Chan, a sophomore Gender, Sexuality and Women’s Studies, Sociology and Global Studies triple major, started Slutciety with former Pitt student Jessica Zakis, who left Pitt after her freshman year in 2014. The publication’s former title embraced a term that demeans women with supposedly low sexual morals so others could not use it against them.

“But it’s not really inclusive,” she said. “Some people don’t want to identify as a slut because they take pride in their modesty.”

While the name Slutciety sought to empower women, it ignored sexual minorities, according to Chan. 

Some, like asexual students, don’t have sex at all, so the title Slutciety wouldn’t include them. The title also wasn’t adequately inclusive of transgender women, either, Chan said.

“[Trans women] are already overly sexualized, so it doesn’t help them to brand themselves as sluts,” Chan said.

A 2011 open letter on the Black Women’s Blueprint blog partly prompted the name change.

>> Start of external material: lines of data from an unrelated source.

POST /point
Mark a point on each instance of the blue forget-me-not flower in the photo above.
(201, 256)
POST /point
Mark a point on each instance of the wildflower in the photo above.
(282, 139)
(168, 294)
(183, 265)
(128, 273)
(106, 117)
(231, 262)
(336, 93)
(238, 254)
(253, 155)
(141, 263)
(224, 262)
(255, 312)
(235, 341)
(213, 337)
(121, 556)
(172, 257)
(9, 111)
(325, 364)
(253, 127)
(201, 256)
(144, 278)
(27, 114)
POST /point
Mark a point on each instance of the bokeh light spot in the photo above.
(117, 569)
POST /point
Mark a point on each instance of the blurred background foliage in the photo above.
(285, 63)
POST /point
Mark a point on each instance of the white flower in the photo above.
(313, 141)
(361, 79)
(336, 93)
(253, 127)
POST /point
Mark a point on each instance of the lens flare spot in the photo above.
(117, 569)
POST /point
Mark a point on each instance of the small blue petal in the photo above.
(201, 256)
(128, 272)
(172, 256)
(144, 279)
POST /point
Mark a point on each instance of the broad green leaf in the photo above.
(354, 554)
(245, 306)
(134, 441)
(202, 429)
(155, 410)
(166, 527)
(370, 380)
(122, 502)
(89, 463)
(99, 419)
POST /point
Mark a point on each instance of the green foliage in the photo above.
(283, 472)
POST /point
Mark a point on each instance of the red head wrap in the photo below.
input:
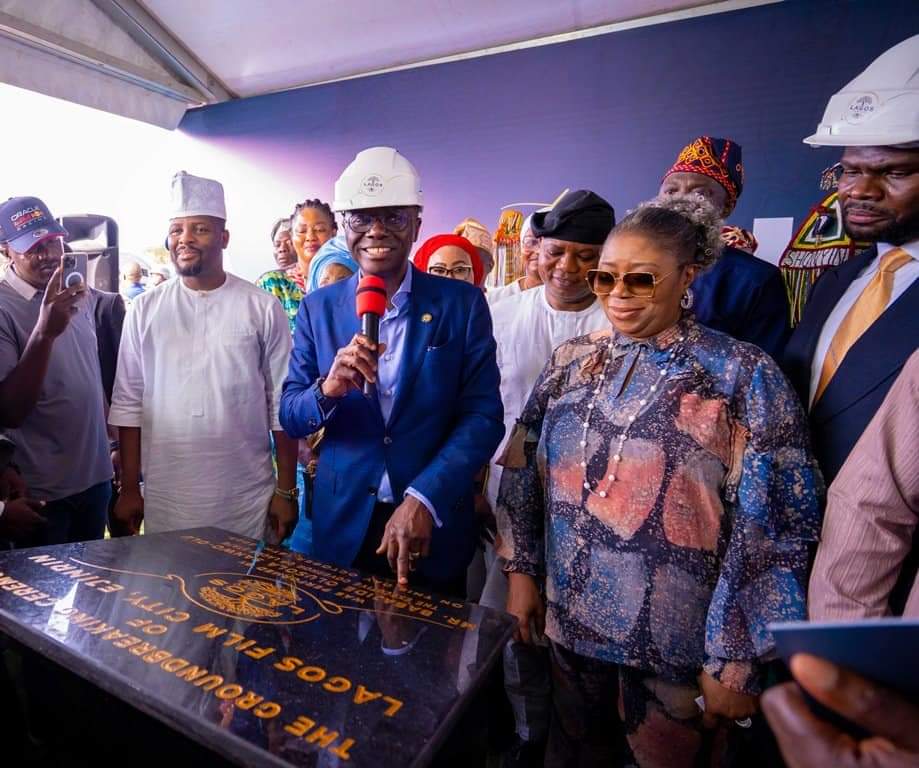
(432, 244)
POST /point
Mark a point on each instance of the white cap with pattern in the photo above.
(196, 196)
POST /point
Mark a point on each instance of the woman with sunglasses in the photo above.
(450, 256)
(661, 481)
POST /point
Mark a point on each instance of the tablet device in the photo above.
(883, 650)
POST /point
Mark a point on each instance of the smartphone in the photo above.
(73, 269)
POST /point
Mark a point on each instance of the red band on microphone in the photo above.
(371, 296)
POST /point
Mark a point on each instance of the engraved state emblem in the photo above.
(255, 598)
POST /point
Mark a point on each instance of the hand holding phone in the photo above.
(73, 269)
(59, 305)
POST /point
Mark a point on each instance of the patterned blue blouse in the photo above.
(702, 539)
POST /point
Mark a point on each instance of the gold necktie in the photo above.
(867, 308)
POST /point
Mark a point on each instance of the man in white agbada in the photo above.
(200, 370)
(528, 327)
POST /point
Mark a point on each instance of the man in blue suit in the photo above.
(741, 295)
(394, 482)
(861, 320)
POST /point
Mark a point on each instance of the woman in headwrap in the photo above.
(661, 481)
(477, 234)
(332, 262)
(312, 224)
(278, 282)
(450, 256)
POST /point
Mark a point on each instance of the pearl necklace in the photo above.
(623, 436)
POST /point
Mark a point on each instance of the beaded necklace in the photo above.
(623, 436)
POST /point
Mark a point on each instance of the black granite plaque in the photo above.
(264, 656)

The letter argued against the repurposing of the word slut, as it also holds historical and racial undertones.

“As Black women, we do not have the privilege or the space to call ourselves ‘slut’ without validating the already historically entrenched ideology and recurring messages about what and who the Black woman is,” the letter stated.

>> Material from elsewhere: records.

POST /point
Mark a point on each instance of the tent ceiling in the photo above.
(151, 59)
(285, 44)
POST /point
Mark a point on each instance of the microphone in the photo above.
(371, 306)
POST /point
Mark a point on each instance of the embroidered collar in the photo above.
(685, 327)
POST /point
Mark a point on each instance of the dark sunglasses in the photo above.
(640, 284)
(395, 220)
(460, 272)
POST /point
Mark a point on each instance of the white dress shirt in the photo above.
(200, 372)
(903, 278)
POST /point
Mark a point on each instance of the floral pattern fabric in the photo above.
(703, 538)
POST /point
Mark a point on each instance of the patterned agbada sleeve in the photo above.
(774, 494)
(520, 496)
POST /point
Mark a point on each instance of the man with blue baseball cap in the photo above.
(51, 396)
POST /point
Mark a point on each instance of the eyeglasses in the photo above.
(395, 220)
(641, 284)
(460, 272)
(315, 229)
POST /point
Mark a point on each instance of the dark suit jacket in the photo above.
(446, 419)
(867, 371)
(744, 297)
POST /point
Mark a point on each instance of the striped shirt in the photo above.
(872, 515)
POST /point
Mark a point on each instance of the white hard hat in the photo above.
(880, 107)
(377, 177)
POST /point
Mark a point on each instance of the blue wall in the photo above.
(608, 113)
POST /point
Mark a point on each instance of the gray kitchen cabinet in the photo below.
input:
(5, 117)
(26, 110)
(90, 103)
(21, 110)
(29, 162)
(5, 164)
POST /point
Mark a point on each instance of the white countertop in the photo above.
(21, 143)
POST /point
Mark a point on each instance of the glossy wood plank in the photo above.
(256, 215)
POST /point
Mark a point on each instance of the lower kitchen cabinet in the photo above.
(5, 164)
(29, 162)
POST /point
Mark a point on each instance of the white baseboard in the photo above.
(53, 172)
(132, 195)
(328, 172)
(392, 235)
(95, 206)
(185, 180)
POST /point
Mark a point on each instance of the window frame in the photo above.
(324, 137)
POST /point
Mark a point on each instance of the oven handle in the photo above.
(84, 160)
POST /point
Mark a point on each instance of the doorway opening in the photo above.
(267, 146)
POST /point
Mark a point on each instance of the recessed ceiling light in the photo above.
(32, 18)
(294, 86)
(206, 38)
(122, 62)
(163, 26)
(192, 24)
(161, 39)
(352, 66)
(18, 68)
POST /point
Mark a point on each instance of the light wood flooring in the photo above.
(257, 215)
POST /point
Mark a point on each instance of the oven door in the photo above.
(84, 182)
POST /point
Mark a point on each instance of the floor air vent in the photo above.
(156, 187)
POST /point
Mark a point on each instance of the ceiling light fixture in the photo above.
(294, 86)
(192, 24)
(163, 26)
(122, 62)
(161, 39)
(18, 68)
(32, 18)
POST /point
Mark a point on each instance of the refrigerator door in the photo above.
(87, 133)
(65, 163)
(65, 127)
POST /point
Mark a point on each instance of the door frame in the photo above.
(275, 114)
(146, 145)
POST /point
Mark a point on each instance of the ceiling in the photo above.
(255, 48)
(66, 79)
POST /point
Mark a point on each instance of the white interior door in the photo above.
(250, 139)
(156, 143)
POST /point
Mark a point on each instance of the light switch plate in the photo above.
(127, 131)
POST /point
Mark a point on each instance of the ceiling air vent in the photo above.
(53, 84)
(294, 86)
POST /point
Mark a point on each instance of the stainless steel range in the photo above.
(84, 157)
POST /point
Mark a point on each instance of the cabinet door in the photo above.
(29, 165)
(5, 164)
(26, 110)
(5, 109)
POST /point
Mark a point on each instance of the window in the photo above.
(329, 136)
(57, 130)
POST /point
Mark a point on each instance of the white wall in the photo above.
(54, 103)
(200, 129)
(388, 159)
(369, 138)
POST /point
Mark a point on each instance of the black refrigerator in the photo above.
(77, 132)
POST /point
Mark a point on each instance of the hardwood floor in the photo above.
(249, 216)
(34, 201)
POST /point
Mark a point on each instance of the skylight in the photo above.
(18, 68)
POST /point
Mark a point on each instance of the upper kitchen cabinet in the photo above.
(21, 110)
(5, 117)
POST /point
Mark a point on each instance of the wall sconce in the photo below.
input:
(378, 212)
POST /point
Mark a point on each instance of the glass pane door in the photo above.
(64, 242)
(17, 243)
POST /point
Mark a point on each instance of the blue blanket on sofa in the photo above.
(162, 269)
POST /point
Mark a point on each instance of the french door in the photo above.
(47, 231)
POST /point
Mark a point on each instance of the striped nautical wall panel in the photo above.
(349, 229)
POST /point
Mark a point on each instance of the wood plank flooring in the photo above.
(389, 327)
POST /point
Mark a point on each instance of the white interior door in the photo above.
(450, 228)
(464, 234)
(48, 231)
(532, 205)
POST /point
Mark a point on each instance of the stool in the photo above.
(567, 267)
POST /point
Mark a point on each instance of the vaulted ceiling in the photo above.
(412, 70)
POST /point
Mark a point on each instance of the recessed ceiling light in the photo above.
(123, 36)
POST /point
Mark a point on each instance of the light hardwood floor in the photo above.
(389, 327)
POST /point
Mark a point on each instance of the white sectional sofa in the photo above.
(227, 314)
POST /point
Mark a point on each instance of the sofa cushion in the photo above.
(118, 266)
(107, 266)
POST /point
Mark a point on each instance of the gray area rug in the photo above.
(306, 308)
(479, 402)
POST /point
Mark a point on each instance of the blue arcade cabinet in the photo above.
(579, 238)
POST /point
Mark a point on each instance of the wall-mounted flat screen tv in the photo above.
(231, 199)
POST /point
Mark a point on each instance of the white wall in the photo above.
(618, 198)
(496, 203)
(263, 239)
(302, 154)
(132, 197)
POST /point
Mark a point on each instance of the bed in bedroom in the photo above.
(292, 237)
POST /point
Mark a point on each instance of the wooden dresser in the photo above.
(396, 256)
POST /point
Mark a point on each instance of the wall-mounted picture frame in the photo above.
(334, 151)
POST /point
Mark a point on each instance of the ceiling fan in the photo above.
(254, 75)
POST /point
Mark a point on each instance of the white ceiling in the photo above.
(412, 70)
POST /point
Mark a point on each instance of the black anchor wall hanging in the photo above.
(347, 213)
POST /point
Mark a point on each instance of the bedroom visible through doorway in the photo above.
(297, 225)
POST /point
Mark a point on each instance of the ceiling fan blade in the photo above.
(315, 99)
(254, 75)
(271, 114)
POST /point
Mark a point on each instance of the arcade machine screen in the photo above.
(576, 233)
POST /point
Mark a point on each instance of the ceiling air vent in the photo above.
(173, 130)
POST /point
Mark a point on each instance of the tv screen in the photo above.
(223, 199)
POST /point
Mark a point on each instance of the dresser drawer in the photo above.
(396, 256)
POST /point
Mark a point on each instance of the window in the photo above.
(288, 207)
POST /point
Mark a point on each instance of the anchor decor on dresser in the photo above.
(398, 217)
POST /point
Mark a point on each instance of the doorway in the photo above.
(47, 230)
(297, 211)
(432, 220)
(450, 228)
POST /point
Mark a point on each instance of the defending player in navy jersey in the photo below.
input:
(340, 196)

According to the letter, using the word excludes black women from modern feminism and the SlutWalk — a annual feminist rally that began in 2011 in Toronto, Canada — because of its historically offensive usage against black women.

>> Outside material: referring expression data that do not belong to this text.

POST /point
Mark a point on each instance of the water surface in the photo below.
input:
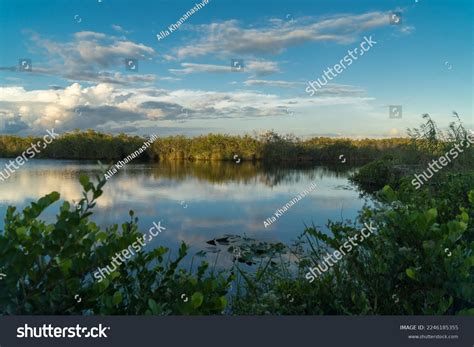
(196, 202)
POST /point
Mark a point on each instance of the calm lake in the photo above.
(195, 201)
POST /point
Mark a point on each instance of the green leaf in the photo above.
(65, 265)
(153, 306)
(117, 299)
(197, 299)
(21, 232)
(84, 180)
(431, 214)
(411, 273)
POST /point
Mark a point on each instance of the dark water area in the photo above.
(195, 201)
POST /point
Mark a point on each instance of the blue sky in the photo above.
(184, 83)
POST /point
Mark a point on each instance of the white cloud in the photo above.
(257, 67)
(104, 106)
(89, 54)
(229, 38)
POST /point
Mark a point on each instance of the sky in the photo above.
(233, 67)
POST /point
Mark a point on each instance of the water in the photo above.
(196, 202)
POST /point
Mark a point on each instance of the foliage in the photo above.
(269, 147)
(49, 264)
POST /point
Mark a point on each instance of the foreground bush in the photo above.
(47, 265)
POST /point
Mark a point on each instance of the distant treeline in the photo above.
(92, 145)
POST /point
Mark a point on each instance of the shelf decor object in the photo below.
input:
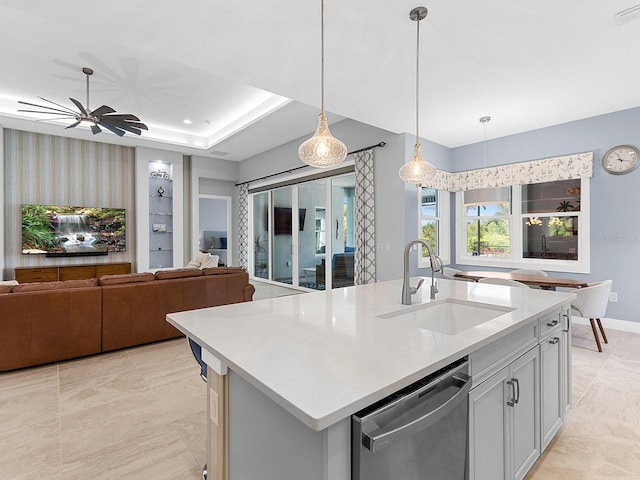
(322, 150)
(417, 170)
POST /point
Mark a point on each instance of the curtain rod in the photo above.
(379, 144)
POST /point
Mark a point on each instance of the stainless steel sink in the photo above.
(449, 316)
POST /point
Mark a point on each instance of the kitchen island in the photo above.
(287, 373)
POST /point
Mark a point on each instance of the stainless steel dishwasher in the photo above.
(417, 433)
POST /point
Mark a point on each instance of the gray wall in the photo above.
(615, 231)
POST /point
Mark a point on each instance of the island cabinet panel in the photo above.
(261, 431)
(551, 352)
(566, 365)
(504, 426)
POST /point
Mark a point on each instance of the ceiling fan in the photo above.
(104, 116)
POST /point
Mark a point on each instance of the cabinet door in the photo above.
(551, 386)
(488, 428)
(524, 408)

Zoe Hannah, The Fourth Wave’s vice president, devised the new name after conducting research on the different waves of feminism for a nonfiction writing class.

Hannah, a sophomore English major, said Slutciety realized the word slut is a “trigger word for a lot of people.”

“We want to get a feminist viewpoint from a bunch of different races, class structures and areas,” she said. “By using the word slut, we are kind of othering a bunch of different groups of men and women who still need feminism but are being turned away by white feminism.” 

According to the Encyclopedia of Women and American Politics, the third wave feminist movement began in the late 1990s and was primarily the result of work by activists between the ages of 15 and 30. The goals of the movement included “challenging the very definitions of gender and sexuality” and “expanding the scope of feminism beyond Western ideals to include the global concerns of all people,” according to the Encyclopedia.

Chan said the goal of The Fourth Wave is to bring light to unsaid issues, like how racial minorities engage feminism, into the mainstream conversation.

For Chan, these issues are personal. Chan, a Chinese American, said Asians often get lost in the race conversation and grouped together, despite having different cultural experiences.

“People don’t get to learn about themselves or talk about their own personal experiences,” she said.

The Fourth Wave also includes and publishes male writers like Ken Ward, a senior communication major who identifies as a feminist.

The name change “fits the nature of the club,” Ward said, because it is more inclusive.

“When people ask ‘why are you into feminism?’ of course your first answer might be because you are looking out for the rights and freedoms of women,” he said. “But feminism means freedom for a lot of people, for people to start breaking gender norms and expectations.”

Feminism introduced Ward to circles where he can be himself, he said.

“It’s a huge source of positive energy to be a feminist on campus,” Ward said.

Hannah has measured The Fourth Wave’s success this year in “thank-yous” from fellow students while handing out copies of the publication.

“When we hand out publications, we get a lot of people who will say ‘Oh my gosh, I’ve been waiting for something like this, we needed something like this, thank you so much,’” Hannah said.

Chan said while the group does not necessarily claim the fourth wave feminist movement, the new name for the publication is “a little bit individuality, a little bit inclusivity.”

“The idea is that we are starting our own thing,” Chan said. “It’s our own wave.”